Merriam-Websters definition of vulnerability:
1: capable of being physically or emotionally wounded
2: open to attack or damage : assailable

Why would I encourage you to embrace your vulnerability? Why would anyone want to acknowledge that you are capable of being “physically or emotionally wounded?” Staying in the dark, doesn’t mean that you can’t be harmed. You must know your challenges to discover creative solutions. If you stay in the dark, the harm comes as shock. Your ability to respond to the situation with grace lessens. When you fully embrace the possibility of vulnerability, then you enable your ability to seek creative and perhaps loving solutions.

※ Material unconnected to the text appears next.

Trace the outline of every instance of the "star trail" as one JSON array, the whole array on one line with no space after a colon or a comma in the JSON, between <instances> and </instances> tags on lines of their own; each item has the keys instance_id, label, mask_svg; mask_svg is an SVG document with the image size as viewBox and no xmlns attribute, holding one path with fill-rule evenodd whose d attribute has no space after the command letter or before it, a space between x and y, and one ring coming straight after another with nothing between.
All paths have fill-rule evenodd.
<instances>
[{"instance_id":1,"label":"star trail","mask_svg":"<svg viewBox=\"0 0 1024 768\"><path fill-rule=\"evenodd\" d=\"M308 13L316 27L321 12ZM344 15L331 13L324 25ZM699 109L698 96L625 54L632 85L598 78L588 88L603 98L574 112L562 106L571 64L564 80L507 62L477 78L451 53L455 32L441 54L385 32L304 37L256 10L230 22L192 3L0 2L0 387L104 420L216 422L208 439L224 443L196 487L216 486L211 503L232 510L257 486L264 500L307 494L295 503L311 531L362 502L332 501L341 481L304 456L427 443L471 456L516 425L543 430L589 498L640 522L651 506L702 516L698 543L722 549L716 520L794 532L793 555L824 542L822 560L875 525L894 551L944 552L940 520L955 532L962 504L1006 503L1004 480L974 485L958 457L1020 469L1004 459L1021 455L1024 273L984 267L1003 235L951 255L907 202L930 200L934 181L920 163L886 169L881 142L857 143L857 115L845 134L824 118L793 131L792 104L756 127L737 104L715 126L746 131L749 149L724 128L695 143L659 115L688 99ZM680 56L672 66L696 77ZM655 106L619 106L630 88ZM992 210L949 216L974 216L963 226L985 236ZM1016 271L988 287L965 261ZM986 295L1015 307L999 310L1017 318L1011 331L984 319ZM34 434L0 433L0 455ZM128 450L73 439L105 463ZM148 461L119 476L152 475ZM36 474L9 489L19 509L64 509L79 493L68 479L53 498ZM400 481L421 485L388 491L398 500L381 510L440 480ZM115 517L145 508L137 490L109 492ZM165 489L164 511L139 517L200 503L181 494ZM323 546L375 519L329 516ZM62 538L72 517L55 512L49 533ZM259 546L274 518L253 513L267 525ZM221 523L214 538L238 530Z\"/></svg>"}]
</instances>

Let’s think for a moment about people who appear too vulnerable. Is that possible? Can one be “over-vulnerable?” My mother could revel in “over-vulnerability.”
I have know people who seem to be in a vulnerable state most of the time. They are so identified with their vulnerability and they seem to want others to be drawn in with their emotions. There is a victim-like quality and a resigning of oneself that their situation is there “lot in life” so to speak. And while they are vulnerable, that state of victimization isn’t the vulnerability we speak of. These individuals don’t feel worthy and of value. They use this unconscious state as their tool to get acknowledgement and attention. And because of this unconscious state, they tend to have difficulty finding creative and loving solutions.

“They believed that what made them vulnerable made them beautiful.” Brene Brown reflecting on her research of those individuals who felt “worthy.”

Will everyone like me when I expose my vulnerability? No. Some will be critical. For many people, being vulnerable scares them. Showing vulnerability can feel like a threat. Being vulnerable takes faith. It takes finding some part of yourself that is willing to be very brave. It takes knowing that everyone feels vulnerable and you are just shining a bit of light into darkness. It is our shared humanity. It is our strength.